Mudik Eksistensial

Oktober 26, 2006 at 12:33 pm Tinggalkan komentar

Oleh Ahmad Khoirul Fata

Kompas 23/10/06 Mudik menjadi ritus tahunan bangsa ini, dan Idul Fitri menjadi momen tepat pelaksanaan tradisi itu.

Meski menghabiskan banyak biaya, waktu, dan tenaga, ratusan ribu manusia bersedia melaksanakan ritual itu. Jauhnya jarak tidak menjadi hambatan bagi perantau untuk kembali ke daerah asal. Hanya ada satu tujuan di benak mereka; kembali ke tanah asal, kampung halaman.

Peristiwa mudik tidak bisa dilepaskan dari Idul Fitri dan Ramadhan. Kedekatan mudik dengan Idul Fitri terefleksikan pada kesamaan makna keduanya. Idul Fitri terdiri dua kata: ayd (kembali) dan al-fitrah (kesucian, sifat primordial manusia). Makna ini amat dekat dengan mudik berarti kembali ke (daerah) asal.

Menurut Seyyed Hossein Nasr (2003), secara hakiki manusia memiliki sifat primordial yang tertanam kuat dalam lubuk jiwa tiap insan. Sifat itu berupa kesaksian atas keesaan Tuhan (tauhid). Lebih jauh, Nasr melihat pada dasarnya manusia memiliki kemampuan intelegensia yang secara naluriah dapat menerima tauhid. Dengan potensi inilah manusia dapat mengenal Tuhan dan bertindak sesuai amanat Tuhan. Namun, yang perlu diingat adalah, manusia juga dibekali Tuhan potensi berkehendak yang dapat mendorong manusia melakukan tindakan. Potensi ini disebut sebagai al-nafs (nafsu).

Kedua potensi itu secara laten berdinamika dalam diri manusia. Di satu sisi, intelegensia mengajak kepada sifat ketuhanan, tetapi di sisi lain, nafsu mendorong ke arah sebaliknya.

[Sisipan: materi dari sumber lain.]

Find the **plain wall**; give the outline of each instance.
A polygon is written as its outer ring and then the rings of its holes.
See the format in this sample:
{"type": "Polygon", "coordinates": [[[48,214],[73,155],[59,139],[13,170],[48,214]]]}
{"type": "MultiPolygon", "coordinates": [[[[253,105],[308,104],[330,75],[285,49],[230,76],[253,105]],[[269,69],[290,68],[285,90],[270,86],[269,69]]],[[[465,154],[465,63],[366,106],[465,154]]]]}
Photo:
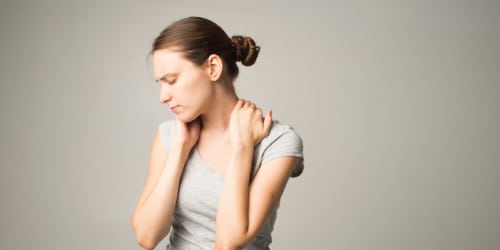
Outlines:
{"type": "MultiPolygon", "coordinates": [[[[241,97],[304,140],[273,249],[500,249],[500,2],[0,3],[0,249],[139,249],[153,39],[192,15],[262,46],[241,97]]],[[[162,242],[157,249],[164,249],[162,242]]]]}

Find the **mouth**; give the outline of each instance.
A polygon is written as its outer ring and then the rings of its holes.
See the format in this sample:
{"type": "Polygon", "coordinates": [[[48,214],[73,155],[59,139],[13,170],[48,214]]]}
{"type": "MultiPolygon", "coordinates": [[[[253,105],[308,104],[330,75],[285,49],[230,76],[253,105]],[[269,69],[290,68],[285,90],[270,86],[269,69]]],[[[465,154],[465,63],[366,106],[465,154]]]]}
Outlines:
{"type": "Polygon", "coordinates": [[[180,108],[180,105],[174,105],[174,106],[170,107],[170,110],[172,110],[172,112],[174,112],[174,113],[177,113],[177,111],[179,110],[179,108],[180,108]]]}

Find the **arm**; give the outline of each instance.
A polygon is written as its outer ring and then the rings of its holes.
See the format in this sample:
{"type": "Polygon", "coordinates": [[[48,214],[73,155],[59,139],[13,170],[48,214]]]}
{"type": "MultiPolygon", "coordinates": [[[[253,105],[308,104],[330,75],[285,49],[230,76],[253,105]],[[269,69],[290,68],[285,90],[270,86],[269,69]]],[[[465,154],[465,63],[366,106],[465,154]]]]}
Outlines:
{"type": "Polygon", "coordinates": [[[296,157],[271,160],[261,166],[249,185],[250,166],[243,161],[244,153],[233,154],[217,212],[216,249],[239,249],[255,237],[279,202],[297,164],[296,157]]]}
{"type": "Polygon", "coordinates": [[[296,157],[266,162],[250,184],[253,148],[269,133],[271,115],[263,120],[255,105],[240,101],[231,119],[233,150],[217,209],[216,249],[238,249],[255,237],[297,164],[296,157]]]}
{"type": "Polygon", "coordinates": [[[137,242],[145,249],[153,249],[170,230],[180,177],[198,138],[197,130],[199,127],[187,139],[176,134],[176,140],[170,145],[167,154],[159,132],[155,135],[146,183],[131,218],[137,242]]]}

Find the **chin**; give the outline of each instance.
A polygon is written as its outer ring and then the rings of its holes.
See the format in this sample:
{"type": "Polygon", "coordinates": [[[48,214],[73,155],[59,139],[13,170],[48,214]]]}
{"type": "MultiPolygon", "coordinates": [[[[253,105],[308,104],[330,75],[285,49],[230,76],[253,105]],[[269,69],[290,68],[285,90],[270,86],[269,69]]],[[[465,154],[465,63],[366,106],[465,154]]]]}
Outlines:
{"type": "Polygon", "coordinates": [[[183,122],[183,123],[190,123],[194,120],[196,120],[196,118],[198,118],[198,115],[191,115],[191,114],[177,114],[176,115],[177,119],[179,119],[179,121],[183,122]]]}

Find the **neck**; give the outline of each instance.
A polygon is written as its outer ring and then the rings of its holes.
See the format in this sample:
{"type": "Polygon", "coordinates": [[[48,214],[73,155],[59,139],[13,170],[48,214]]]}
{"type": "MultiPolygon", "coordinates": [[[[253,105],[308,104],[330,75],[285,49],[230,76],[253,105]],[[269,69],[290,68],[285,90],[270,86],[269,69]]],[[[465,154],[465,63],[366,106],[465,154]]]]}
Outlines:
{"type": "Polygon", "coordinates": [[[231,112],[238,101],[238,96],[230,84],[230,87],[216,87],[212,100],[209,110],[201,115],[202,133],[224,133],[229,128],[231,112]]]}

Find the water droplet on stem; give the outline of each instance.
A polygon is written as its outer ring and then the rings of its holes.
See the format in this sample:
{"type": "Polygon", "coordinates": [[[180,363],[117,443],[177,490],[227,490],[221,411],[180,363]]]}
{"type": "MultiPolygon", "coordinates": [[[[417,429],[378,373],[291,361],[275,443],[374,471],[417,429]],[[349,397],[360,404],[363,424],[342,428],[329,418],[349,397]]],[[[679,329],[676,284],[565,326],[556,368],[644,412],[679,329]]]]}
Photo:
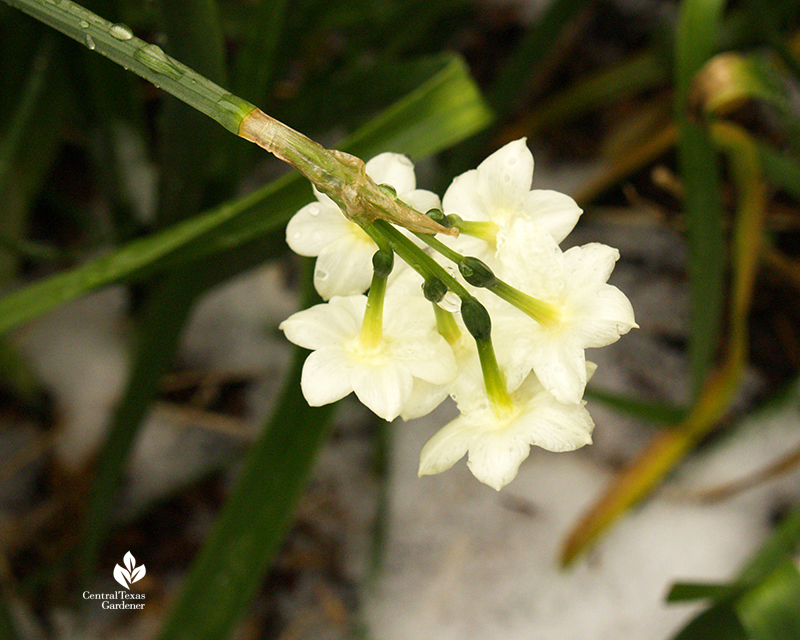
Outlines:
{"type": "Polygon", "coordinates": [[[133,31],[131,28],[119,22],[117,24],[112,24],[108,29],[108,33],[112,38],[116,38],[117,40],[130,40],[133,38],[133,31]]]}

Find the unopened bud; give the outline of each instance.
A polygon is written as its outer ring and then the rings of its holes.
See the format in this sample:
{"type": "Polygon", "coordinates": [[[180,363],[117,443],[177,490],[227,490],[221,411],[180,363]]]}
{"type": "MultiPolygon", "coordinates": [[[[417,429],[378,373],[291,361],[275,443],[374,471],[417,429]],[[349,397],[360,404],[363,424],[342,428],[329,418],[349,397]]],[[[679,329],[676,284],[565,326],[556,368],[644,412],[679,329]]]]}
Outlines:
{"type": "Polygon", "coordinates": [[[475,340],[481,342],[491,338],[492,319],[486,307],[475,298],[461,301],[461,318],[475,340]]]}
{"type": "Polygon", "coordinates": [[[438,303],[442,301],[447,293],[447,285],[439,278],[428,278],[422,283],[422,294],[426,300],[438,303]]]}
{"type": "Polygon", "coordinates": [[[428,209],[425,215],[434,222],[438,222],[440,225],[447,227],[448,229],[453,226],[450,224],[450,219],[444,215],[441,209],[428,209]]]}
{"type": "Polygon", "coordinates": [[[467,256],[458,263],[458,270],[473,287],[491,287],[497,282],[494,272],[482,260],[467,256]]]}
{"type": "Polygon", "coordinates": [[[457,213],[450,213],[447,215],[447,221],[450,223],[449,226],[458,227],[460,223],[464,222],[464,218],[457,213]]]}
{"type": "Polygon", "coordinates": [[[388,278],[394,268],[394,253],[380,249],[372,256],[372,268],[379,278],[388,278]]]}

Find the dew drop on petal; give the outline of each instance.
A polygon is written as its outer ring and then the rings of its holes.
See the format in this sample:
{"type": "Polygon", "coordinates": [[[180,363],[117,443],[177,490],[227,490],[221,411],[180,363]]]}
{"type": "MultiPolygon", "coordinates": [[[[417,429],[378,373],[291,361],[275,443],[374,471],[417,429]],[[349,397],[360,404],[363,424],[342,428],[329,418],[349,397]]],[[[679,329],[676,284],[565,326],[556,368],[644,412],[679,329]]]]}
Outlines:
{"type": "Polygon", "coordinates": [[[312,231],[311,232],[311,241],[312,242],[319,242],[322,234],[319,231],[312,231]]]}
{"type": "Polygon", "coordinates": [[[81,29],[88,29],[89,28],[89,23],[86,22],[86,20],[81,20],[80,25],[81,25],[81,29]]]}
{"type": "Polygon", "coordinates": [[[86,36],[86,46],[89,48],[90,51],[94,51],[94,38],[92,36],[86,36]]]}
{"type": "Polygon", "coordinates": [[[319,206],[312,204],[308,209],[308,215],[310,216],[318,216],[319,215],[319,206]]]}
{"type": "Polygon", "coordinates": [[[320,282],[325,282],[328,279],[328,272],[324,269],[317,269],[314,271],[314,278],[320,282]]]}
{"type": "Polygon", "coordinates": [[[302,232],[302,231],[295,231],[295,232],[292,234],[292,239],[293,239],[293,240],[299,240],[299,239],[300,239],[300,238],[302,238],[302,237],[303,237],[303,232],[302,232]]]}

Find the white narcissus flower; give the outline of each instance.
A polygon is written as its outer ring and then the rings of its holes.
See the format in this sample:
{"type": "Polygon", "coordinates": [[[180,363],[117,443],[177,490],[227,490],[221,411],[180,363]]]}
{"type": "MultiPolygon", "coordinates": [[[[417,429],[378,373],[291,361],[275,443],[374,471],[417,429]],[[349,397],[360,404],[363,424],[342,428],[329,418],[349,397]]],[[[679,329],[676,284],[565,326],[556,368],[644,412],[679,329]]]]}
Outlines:
{"type": "MultiPolygon", "coordinates": [[[[422,213],[440,206],[439,196],[416,188],[414,165],[406,156],[382,153],[367,162],[366,170],[375,182],[391,185],[400,200],[422,213]]],[[[317,257],[314,287],[323,300],[364,293],[378,247],[333,200],[316,189],[314,194],[317,201],[300,209],[286,226],[286,243],[301,256],[317,257]]]]}
{"type": "MultiPolygon", "coordinates": [[[[589,364],[590,373],[594,365],[589,364]]],[[[499,491],[517,475],[531,446],[573,451],[592,442],[585,402],[563,404],[531,374],[511,394],[512,406],[495,411],[488,403],[473,408],[438,431],[422,448],[419,475],[447,471],[464,454],[472,474],[499,491]]]]}
{"type": "Polygon", "coordinates": [[[295,313],[280,329],[296,345],[313,349],[303,365],[301,387],[312,406],[355,392],[384,420],[403,411],[420,379],[445,385],[456,374],[453,352],[437,332],[430,304],[387,294],[382,339],[365,348],[361,324],[367,298],[347,296],[295,313]]]}
{"type": "MultiPolygon", "coordinates": [[[[536,221],[560,243],[572,231],[582,211],[563,193],[531,190],[533,155],[520,138],[495,151],[478,165],[455,178],[444,194],[445,214],[455,213],[464,220],[494,223],[498,231],[518,219],[536,221]]],[[[487,259],[494,246],[466,234],[453,246],[467,255],[487,259]]]]}
{"type": "Polygon", "coordinates": [[[562,252],[538,224],[522,219],[498,234],[497,257],[503,280],[561,310],[559,321],[542,325],[487,299],[510,388],[533,369],[560,402],[580,402],[587,380],[584,349],[616,342],[638,327],[628,298],[607,283],[619,252],[598,243],[562,252]]]}

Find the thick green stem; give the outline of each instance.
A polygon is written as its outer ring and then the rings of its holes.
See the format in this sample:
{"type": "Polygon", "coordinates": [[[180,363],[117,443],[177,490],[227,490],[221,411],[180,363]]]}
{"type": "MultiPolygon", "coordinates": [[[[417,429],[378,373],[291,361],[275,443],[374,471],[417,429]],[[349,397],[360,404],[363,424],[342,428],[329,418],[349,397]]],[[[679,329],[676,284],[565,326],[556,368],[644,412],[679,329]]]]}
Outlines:
{"type": "Polygon", "coordinates": [[[237,135],[244,117],[255,109],[157,45],[137,38],[126,25],[112,24],[70,0],[5,2],[161,87],[237,135]]]}
{"type": "Polygon", "coordinates": [[[325,149],[260,109],[242,120],[238,134],[288,162],[362,227],[381,219],[418,233],[458,235],[381,189],[367,175],[363,160],[325,149]]]}
{"type": "Polygon", "coordinates": [[[126,25],[112,24],[70,0],[5,2],[149,80],[228,131],[288,162],[330,196],[348,219],[359,224],[384,219],[420,233],[458,235],[457,230],[443,227],[381,190],[367,176],[362,160],[325,149],[171,58],[157,45],[136,38],[126,25]]]}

Pertarungan dua unsur itu terus terjadi sepanjang usia manusia. Kemenangan satu potensi atas yang lain berarti pewarnaan perilaku dan pribadi seseorang sesuai orientasi sang pemenang. Karena itu, Nasr berkesimpulan, wahyu dan agama diperlukan manusia guna memindahkan dan mengusir selubung nafsu agar intelegensia dapat berfungsi tepat.

Adanya orientasi yang berbeda tidak lepas dari materi awal penciptaan manusia: tanah liat dan ruh. Tanah adalah simbol kegelapan, berorientasi pada kesenangan duniawi dan mewujud menjadi tubuh jasmani manusia, sedangkan ruh merupakan napas Tuhan yang ditiupkan ke jasmani manusia. Karena berasal dari Tuhan secara langsung, ruh memiliki sifat-sifat ketuhanan dan disimbolkan sebagai cahaya. Dua unsur itu secara filosofis digambarkan dengan perpaduan Yin dan Yang dalam ajaran Taoisme.

Dalam konteks ini, Islam mengajarkan, di awal penciptaannya manusia masih didominasi unsur cahaya dalam dirinya. Dominasi itu ditegaskan dalam Al Quran berupa perjanjian antara manusia dan Tuhan di alam rahim (QS Al-A’raf 172). Karena itu manusia oleh Nabi Muhammad disebut lahir dalam keadaan fitrah, kondisi primordial manusia dalam dominasi cahaya ketuhanan.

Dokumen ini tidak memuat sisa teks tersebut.